If you suspect too much nitrogen in the soil, stop adding any form of high-nitrogen fertilizer. Instead, use organic fertilizer high in phosphorus like this one.
Weather Too Hot for Tomato Flowers and Fruit
Before assuming your soil has too much nitrogen, though, consider your recent weather.
Sometimes, it is just too hot for tomatoes. If it gets hotter that 90* F in the daytime and the nighttime temperatures stay in the upper 70s* F, the plant can shut down and temporarily stop producing fruit.

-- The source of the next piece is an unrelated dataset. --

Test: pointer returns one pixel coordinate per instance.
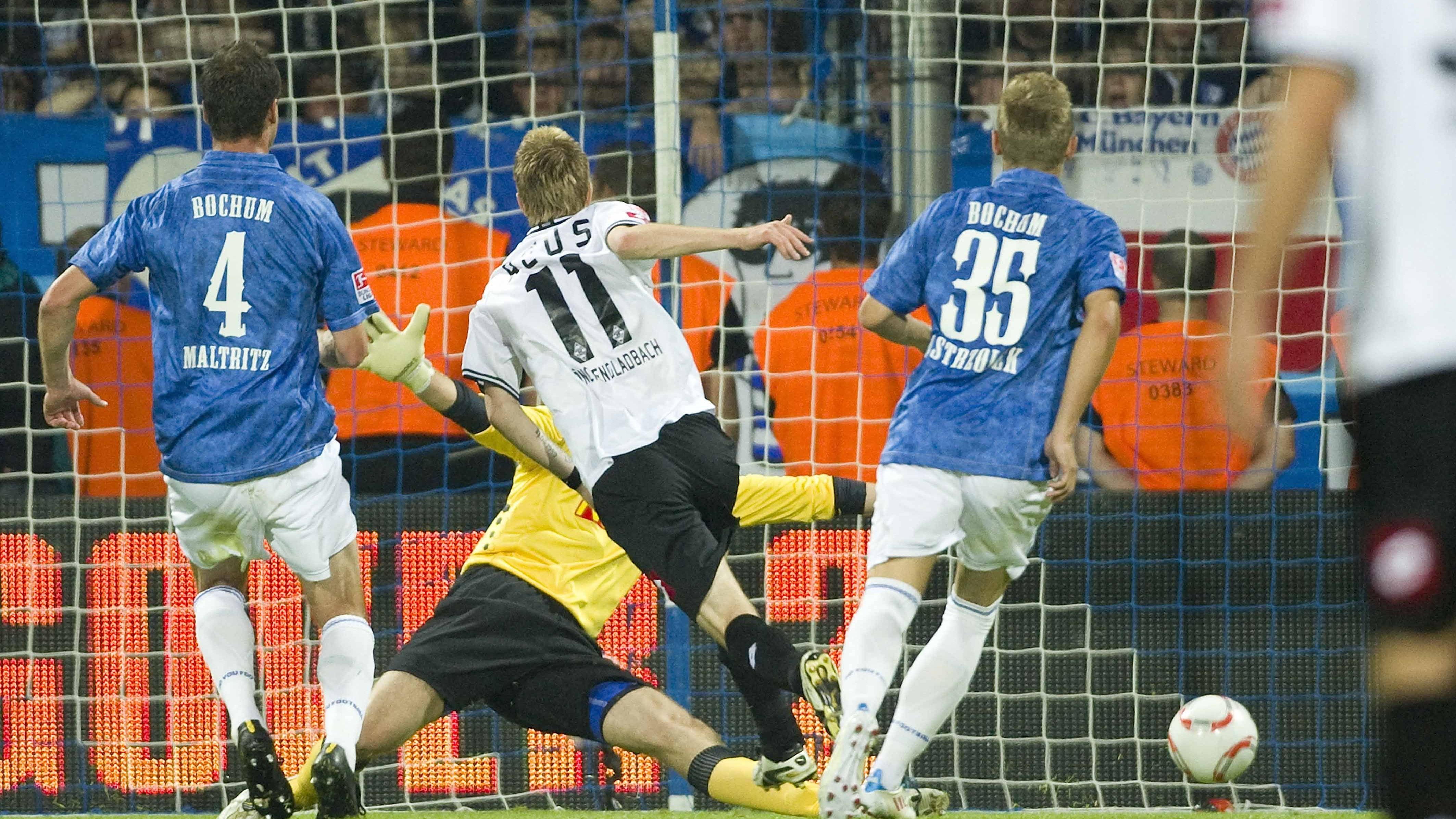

What to do if tomatoes stop producing fruit in the summer heat?
Fortunately, tomato plants rebound quickly once temperatures moderate. As long as you can keep the plant healthy, watered, and free of disease and pests that threaten it through the heat of the summer, you will likely find yourself a new harvest in the late summer and early fall. Just baby those babies until then as much as you can.
How to Start a New Mid-Summer Tomato Crop
What happens if your tomatoes begin to look worn out around mid-summer? Or maybe, like I experienced in 2018, they’re losing the the battle with disease? Are you done with tomatoes for the season? Joe says no. He suggests — if you’re up for it — start a new crop!
But in his method, you don’t start from seed all over again. Instead, you begin new tomato plants from the old ones. How do you do that?
You can prune some of your suckers, and place them in pots, and let them take root. Make sure that the soil is plenty moist so that the roots will grow well. Joe puts water in a solid tray and puts the pot into the tray so that it always has plenty of water. After the plant becomes established (usually in about a month), you can transplant into your garden.
This second planting extends the tomato harvest and they may escape some of the disease pressure that the first planting experienced.
Final Thoughts on Common Tomato Plant Problems
As Joe and I agreed in the beginning of this podcast episode, growing tomatoes isn’t always easy. In fact, it’s rarely ever easy! Even the most veteran gardeners experience down years and fight many of the most common tomato plant problems.
Hopefully through this post and podcast, you feel more equipped to tackle many of those issues and grow a bumper crop of tomatoes!